What is it like to be given this diagnosis — and then survive? How did she wake up each day with the strength and courage to fight the prognosis and still be able to be a wife and a mother to her three young sons? Potomac resident, Debbie Berkelhammer has written this story in her book, “Point of View: On Dying and Living,” — a recounting of her illness, grief and struggle with depression as well as the promises she made to herself if she beat the illness — and the triumph of her return to good health.
“I was in the hospital when my husband and best friend were told that I would not live beyond 1 – 3 months,” Berkelhammer said. “That was in August of 1996. The neurosurgeon opened me up — and then immediately closed me — and when I awoke, he told us that it was impossible to operate — and that I had virtually no time left.”
“My appearance had totally changed — I could not walk and could not even get out of bed by myself. When I fell, I couldn’t get back up. I lost my hair and I was swollen from the steroids. My husband took me home to my in-laws in Potomac to die.
“The doctors discovered that my tumor was a pediatric tumor that had been on my cervical spinal cord for a long time. My parents began searching the internet for doctors who were familiar with this type of tumor — and they found Dr. Fred Epstein. My husband and parents loaded me onto a mattress in the back of a Jeep Grand Cherokee and drove me to New York City — and into the care of Dr.Epstein — a doctor who simply said, ‘I will fix you.’”
Epstein operated and was able to remove all but 10 percent of the tumor, leaving her with partial numbness on the right side of her body. She has patiently taught herself to become left-handed and has painstakingly learned to type with her left hand.
Sixteen years later, Berkelhammer is a busy event planner, model, actress, wife and grandmother — and living each day to the fullest. She looks happy and healthy, even though she has been through an experience that left her a changed person.
“I made some important promises to myself, when I was bargaining for my life,” she said. “I decided that I will always view life positively. I am not going to judge other people. I will be more patient and not rush — and always follow my mantra to give myself a break. I will live each day of my life to the fullest — and most importantly, make time for the meaningful things in life — family and friends are the most important things in one’s life. I became ill so fast that I didn’t have time for a bucket list. I just wanted to hold my children close to me.”
Berkelhammer decided to write “Point of View: On Dying and Living” for many reasons. Even though the book took more than three years to write, reviewing and understanding the bleakest part of her life was therapeutic. “I wanted to share my story because my message is that even if you are at the darkest moments in your life, there is still some light. My favorite quote is from Audrey Hepburn who said ‘Nothing is impossible. The word itself says it all: I’m possible.’”

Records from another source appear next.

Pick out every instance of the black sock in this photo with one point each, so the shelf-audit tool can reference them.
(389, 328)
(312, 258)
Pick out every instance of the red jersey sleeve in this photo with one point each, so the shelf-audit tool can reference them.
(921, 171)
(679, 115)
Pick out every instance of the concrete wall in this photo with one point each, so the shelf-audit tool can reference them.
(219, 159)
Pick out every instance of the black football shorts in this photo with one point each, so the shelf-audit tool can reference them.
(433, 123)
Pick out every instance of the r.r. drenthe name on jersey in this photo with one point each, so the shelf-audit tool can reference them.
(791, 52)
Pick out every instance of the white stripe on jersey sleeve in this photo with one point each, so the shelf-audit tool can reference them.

She also wanted to write the book to share with her children what she went through, since they were too young at the time to understand. “They are so appreciative,” she said. “They framed my book and gave it to me for a gift. I am lucky to be so close to them. They have always been my life. My darkest fear was that I wouldn’t be there for my kids.”

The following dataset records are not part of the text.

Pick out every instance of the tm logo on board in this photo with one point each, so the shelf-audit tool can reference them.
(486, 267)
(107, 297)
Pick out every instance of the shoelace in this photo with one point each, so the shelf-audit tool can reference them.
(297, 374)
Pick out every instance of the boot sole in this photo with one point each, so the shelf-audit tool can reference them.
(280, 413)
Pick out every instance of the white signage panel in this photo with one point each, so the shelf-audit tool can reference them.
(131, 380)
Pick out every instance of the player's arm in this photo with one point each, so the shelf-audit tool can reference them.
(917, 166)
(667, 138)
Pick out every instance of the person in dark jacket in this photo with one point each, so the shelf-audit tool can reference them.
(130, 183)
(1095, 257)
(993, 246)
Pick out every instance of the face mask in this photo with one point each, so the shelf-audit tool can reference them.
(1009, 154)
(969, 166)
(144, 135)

Berkelhammer will be participating in several book signings in the area. On April 21, she will be reading from her book at the Kensington Book Festival at 3 p.m. In May, Lacy Couture will be hosting a book signing and on Sept. 16 she will be at One More Page Books in Arlington, Va. “Point of View: On Dying and Living” sells for $15.99 at Barnes and Noble and Amazon.com. Signed copies can also be purchased directly from Berkelhammer at www.DebbieBerkelhammer.com. She is also available for speaking engagements.
“I just hope this book will help others and will inspire people to find that light, even if they are mired in illness, depression or the problems of life,” she said. “It’s so important to remain positive.”